Mental Illness and Addiction: How Are They Linked?

A shocking number of people with mental illnesses will find themselves addicted to a substance at some point in their lives. If you or a loved one has a mental illness, this information can be alarming. However, understanding how mental illness and addiction are connected is the first step in preventing addiction among people with mental illness.

Of course, someone who is struggling with an addiction can also develop mental illness as opposed to the other way around. If you or a loved one is either addicted or suffers from a mental illness, here is a little information you should know about the link between addiction and mental illness.

Self-Medication is a Major Cause

While the Western world is becoming more accepting of mental illness and mental healthcare, we still have a long way to go before everyone is fully knowledgeable about mental health. Many people who have mental illnesses will go undiagnosed and untreated, leading them to resort to coping alone. Unfortunately, self-medication is a very common form of coping with mental illness.

Self-medication occurs when a person abuses a non-prescription substance in order to cope with a mental or physical illness. Alcohol is one of the most common forms of self-medication for mental illness. It dulls the senses, encourages (poor quality) sleep, and slows a racing mind. It is also very socially acceptable to use, making it easy for someone to slip into the habit of self-medicating without realizing it. Before too long, they are addicted to the substance they are abusing.

Prolonged Addiction Can Cause Mental Illnesses to Develop

Of course, addiction will not cause inherited disorders such as autism but more common health problems such as depression and anxiety can easily be the result of an addiction. These types of disorders are caused by imbalanced chemicals in the brain, something that can come from excessive drug abuse.
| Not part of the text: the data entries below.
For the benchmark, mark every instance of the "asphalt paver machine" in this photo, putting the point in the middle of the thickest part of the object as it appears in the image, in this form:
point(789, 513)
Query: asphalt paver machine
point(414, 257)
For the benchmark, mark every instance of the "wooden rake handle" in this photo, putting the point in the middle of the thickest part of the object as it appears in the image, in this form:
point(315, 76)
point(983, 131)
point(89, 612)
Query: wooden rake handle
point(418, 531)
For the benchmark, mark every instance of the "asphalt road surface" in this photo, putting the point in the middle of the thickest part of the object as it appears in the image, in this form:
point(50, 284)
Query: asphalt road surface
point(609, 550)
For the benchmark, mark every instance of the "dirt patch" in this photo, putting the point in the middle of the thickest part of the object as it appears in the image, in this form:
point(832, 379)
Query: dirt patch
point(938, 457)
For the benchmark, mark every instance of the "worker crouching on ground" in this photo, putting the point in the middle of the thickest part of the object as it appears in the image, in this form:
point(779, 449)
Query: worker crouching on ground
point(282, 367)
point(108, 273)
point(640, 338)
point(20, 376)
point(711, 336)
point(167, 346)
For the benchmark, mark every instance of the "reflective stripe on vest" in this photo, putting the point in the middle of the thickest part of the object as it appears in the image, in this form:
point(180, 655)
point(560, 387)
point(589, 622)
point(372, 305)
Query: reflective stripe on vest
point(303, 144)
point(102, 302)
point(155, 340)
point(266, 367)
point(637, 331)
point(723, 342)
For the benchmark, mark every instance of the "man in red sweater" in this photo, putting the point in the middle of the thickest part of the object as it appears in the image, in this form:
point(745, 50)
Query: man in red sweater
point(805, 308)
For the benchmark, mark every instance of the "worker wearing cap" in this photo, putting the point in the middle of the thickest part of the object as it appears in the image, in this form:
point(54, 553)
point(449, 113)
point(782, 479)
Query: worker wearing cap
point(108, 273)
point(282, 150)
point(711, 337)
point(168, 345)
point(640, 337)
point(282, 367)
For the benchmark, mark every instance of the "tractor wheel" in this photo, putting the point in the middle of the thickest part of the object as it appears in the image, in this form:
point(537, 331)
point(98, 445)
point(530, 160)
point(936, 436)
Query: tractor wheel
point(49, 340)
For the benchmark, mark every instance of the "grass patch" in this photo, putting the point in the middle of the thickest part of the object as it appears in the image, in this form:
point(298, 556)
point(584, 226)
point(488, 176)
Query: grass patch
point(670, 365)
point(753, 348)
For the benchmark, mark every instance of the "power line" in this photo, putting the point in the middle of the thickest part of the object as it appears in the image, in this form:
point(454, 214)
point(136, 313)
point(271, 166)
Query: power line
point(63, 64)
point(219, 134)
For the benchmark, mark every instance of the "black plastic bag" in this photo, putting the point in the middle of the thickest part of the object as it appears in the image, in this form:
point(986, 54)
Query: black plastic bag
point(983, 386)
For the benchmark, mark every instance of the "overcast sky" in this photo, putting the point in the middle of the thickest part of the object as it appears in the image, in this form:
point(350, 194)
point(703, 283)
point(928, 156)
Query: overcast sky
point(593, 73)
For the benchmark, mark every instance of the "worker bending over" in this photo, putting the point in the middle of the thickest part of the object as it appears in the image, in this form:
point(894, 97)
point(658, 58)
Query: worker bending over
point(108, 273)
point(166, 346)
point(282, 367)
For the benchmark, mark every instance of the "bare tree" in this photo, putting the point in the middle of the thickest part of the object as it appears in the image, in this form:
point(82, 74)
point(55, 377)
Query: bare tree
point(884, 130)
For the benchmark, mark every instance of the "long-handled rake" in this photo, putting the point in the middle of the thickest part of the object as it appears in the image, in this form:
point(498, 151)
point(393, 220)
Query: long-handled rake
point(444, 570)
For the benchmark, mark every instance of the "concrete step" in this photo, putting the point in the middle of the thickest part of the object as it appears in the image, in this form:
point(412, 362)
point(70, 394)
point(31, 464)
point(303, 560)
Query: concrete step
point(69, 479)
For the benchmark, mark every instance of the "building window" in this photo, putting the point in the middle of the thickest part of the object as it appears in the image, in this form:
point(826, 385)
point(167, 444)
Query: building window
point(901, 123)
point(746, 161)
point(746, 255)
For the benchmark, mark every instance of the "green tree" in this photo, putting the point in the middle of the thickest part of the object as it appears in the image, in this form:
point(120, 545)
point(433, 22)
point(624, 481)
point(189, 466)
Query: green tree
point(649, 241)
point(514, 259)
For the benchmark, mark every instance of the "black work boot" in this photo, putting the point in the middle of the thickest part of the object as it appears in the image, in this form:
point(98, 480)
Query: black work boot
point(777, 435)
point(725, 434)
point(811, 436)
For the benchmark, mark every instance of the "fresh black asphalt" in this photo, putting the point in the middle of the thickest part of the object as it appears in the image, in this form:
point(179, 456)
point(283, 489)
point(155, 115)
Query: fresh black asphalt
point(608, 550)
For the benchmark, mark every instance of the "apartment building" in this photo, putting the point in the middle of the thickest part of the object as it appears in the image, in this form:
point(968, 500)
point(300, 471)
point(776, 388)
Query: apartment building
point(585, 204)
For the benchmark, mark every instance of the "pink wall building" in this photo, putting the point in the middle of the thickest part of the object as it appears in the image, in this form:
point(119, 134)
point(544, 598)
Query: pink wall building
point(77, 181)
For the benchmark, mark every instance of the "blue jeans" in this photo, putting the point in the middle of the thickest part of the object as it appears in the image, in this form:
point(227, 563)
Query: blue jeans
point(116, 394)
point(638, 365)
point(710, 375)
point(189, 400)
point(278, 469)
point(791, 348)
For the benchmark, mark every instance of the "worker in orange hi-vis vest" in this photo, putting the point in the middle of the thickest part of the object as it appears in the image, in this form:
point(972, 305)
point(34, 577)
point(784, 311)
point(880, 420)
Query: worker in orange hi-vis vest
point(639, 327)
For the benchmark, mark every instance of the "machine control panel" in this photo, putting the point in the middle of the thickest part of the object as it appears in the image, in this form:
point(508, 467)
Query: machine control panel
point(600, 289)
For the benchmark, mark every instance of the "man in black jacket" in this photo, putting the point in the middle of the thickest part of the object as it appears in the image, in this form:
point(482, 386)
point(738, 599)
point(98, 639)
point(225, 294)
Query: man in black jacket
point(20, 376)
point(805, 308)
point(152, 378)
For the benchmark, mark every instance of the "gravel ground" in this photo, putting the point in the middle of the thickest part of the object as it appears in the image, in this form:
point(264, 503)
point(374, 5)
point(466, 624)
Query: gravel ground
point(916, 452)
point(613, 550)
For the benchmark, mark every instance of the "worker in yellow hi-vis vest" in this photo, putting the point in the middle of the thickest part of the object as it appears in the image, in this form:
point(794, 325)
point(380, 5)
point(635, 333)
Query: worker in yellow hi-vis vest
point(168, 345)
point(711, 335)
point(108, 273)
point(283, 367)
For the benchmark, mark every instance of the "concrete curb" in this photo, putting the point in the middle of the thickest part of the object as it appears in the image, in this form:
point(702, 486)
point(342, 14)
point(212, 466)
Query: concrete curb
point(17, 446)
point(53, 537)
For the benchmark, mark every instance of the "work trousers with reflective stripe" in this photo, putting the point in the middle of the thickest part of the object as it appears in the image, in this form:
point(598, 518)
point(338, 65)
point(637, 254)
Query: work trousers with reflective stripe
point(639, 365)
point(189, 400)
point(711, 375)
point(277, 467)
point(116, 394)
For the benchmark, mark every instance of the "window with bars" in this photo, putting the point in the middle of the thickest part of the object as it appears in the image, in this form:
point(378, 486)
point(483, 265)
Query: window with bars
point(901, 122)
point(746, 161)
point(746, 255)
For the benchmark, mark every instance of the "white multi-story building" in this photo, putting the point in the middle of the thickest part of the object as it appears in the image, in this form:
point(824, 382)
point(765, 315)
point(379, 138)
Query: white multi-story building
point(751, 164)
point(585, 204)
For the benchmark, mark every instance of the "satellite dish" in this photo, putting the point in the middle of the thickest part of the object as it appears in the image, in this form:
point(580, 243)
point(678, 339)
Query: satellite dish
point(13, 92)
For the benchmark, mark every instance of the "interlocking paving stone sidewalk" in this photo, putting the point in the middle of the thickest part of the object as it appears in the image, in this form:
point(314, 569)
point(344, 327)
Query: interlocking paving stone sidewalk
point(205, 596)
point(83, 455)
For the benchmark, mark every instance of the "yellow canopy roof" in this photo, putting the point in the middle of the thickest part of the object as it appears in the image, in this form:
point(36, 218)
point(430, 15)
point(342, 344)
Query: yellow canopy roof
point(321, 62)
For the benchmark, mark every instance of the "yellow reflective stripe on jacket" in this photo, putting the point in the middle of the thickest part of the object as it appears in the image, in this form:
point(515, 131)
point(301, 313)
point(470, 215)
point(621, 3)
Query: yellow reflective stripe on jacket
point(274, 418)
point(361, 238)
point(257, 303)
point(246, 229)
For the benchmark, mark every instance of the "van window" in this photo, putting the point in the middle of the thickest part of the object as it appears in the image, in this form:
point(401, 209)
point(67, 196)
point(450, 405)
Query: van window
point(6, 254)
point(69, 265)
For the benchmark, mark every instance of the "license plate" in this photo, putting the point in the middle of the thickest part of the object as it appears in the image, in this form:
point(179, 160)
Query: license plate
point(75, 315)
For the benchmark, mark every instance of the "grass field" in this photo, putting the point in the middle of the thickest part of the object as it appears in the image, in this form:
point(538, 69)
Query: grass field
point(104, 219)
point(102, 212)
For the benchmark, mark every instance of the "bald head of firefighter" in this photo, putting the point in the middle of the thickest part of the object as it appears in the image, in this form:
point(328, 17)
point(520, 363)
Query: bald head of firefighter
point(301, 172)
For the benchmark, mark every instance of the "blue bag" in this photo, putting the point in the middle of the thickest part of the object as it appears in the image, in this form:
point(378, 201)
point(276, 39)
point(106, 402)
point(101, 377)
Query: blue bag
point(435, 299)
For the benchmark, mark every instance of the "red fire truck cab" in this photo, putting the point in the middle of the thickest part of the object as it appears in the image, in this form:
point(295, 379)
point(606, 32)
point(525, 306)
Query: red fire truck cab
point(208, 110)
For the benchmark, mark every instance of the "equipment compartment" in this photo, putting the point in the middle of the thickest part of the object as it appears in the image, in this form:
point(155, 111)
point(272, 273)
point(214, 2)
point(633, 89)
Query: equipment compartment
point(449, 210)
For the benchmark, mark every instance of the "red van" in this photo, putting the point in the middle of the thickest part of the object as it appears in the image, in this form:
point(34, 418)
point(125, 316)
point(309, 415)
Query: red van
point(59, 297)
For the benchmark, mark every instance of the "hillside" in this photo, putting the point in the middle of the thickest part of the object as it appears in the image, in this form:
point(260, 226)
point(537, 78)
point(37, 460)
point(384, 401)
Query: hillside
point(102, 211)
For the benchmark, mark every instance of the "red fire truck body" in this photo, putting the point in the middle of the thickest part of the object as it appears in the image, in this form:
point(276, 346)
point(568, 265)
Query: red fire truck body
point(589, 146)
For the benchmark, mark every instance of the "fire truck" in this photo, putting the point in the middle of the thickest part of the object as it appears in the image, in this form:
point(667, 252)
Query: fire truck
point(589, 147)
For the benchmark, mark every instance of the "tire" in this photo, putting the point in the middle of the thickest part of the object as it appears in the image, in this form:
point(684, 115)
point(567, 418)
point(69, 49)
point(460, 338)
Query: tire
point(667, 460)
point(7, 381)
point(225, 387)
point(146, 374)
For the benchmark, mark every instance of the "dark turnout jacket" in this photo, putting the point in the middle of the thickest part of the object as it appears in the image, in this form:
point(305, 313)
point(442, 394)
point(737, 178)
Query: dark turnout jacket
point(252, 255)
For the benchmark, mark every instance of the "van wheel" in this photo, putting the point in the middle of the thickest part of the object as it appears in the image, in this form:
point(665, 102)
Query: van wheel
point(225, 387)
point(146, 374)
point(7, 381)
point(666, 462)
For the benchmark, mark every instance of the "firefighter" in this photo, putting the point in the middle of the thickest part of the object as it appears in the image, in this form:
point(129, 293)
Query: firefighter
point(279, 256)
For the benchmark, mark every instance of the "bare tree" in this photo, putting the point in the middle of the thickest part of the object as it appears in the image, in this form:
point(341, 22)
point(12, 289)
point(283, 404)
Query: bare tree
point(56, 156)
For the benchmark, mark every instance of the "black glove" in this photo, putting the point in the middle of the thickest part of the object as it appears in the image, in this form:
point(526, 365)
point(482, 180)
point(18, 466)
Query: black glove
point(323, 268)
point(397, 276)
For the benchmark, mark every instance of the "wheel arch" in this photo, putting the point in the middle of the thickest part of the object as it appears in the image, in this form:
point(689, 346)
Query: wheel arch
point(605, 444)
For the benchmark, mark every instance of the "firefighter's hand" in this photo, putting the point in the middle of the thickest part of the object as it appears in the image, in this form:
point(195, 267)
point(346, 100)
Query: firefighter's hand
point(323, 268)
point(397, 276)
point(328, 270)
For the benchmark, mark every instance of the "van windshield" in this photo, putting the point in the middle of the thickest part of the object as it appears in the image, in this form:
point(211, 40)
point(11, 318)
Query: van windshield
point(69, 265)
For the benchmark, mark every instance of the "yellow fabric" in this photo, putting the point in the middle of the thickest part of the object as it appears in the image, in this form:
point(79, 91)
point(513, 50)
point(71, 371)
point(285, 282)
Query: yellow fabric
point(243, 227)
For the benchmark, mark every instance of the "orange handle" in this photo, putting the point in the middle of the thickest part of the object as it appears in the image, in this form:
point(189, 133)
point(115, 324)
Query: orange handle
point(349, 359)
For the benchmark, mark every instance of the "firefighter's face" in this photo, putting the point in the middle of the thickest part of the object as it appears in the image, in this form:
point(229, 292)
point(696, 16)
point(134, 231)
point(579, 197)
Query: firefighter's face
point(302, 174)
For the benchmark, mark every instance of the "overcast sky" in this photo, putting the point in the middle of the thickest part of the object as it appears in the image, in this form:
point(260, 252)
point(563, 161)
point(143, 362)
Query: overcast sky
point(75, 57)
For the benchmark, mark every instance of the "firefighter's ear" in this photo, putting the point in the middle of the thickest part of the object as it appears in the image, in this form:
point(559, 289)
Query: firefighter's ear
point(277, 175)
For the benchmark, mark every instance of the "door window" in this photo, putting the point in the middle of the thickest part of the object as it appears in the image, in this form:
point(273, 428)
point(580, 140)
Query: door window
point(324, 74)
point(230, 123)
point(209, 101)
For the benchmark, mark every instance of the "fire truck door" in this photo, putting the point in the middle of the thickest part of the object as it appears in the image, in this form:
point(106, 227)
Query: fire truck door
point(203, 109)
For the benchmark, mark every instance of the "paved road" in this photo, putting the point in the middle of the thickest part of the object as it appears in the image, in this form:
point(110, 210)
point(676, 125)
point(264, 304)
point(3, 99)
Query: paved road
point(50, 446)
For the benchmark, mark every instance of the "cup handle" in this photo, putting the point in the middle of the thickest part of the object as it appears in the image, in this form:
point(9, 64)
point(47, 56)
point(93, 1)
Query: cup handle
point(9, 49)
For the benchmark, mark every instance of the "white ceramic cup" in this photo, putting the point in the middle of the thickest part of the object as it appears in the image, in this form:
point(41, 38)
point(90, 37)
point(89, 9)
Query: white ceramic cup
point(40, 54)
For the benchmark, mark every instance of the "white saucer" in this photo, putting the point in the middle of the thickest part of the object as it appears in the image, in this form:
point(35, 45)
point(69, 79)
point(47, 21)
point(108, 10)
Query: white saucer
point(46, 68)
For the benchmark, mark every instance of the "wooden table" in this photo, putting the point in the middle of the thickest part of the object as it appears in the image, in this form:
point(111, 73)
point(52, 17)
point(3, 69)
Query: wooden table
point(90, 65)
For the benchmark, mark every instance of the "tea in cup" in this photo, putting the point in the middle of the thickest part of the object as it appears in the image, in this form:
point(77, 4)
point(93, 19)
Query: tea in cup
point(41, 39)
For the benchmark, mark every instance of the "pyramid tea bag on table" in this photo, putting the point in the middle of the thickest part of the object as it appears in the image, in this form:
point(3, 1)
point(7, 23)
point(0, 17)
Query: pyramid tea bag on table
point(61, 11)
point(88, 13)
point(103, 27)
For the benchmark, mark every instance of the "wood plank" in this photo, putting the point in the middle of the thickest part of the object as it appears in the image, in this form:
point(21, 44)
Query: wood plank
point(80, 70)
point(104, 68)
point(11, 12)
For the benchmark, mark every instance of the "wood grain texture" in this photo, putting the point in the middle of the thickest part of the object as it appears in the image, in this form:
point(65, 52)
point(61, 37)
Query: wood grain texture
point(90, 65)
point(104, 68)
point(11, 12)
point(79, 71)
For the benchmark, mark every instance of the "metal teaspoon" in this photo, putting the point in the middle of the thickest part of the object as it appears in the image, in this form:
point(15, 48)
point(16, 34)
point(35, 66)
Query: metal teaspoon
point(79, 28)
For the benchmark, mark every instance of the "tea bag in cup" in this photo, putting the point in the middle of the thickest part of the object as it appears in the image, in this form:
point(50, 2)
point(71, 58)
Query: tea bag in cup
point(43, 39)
As the person recovers from their addiction, the illness may fade or even disappear as the brain restores its chemical balances. Rehabilitation and therapy are the only ways to prevent or treat mental illness as a result of addiction.

Mood Disorders, in Particular, Leave a Person More Susceptible to Addiction

While any mental illness can increase a person’s risk for addiction, people with mood disorders have been found to be most likely to abuse substances. One theory for this phenomenon is a generic vulnerability. People with mood disorders tend to have a gene that leaves them more likely to develop a mood disorder.

Similarly, this genetic vulnerability to mood disorders can cause a person to become addicted more easily than the average person. If a person who is more at-risk for addiction tries substances early in life, they also become far more likely to develop an addiction later.

Coping with an untreated mental illness is a recipe for disaster. The likelihood of self-medicating rises as does the odds of an addiction developing. On the opposite end of the spectrum, someone who has an addiction also becomes far more likely to develop mental illness or experience certain symptoms of mental illness. In both cases, the most important thing you can do is get treated. It is never too late to seek help.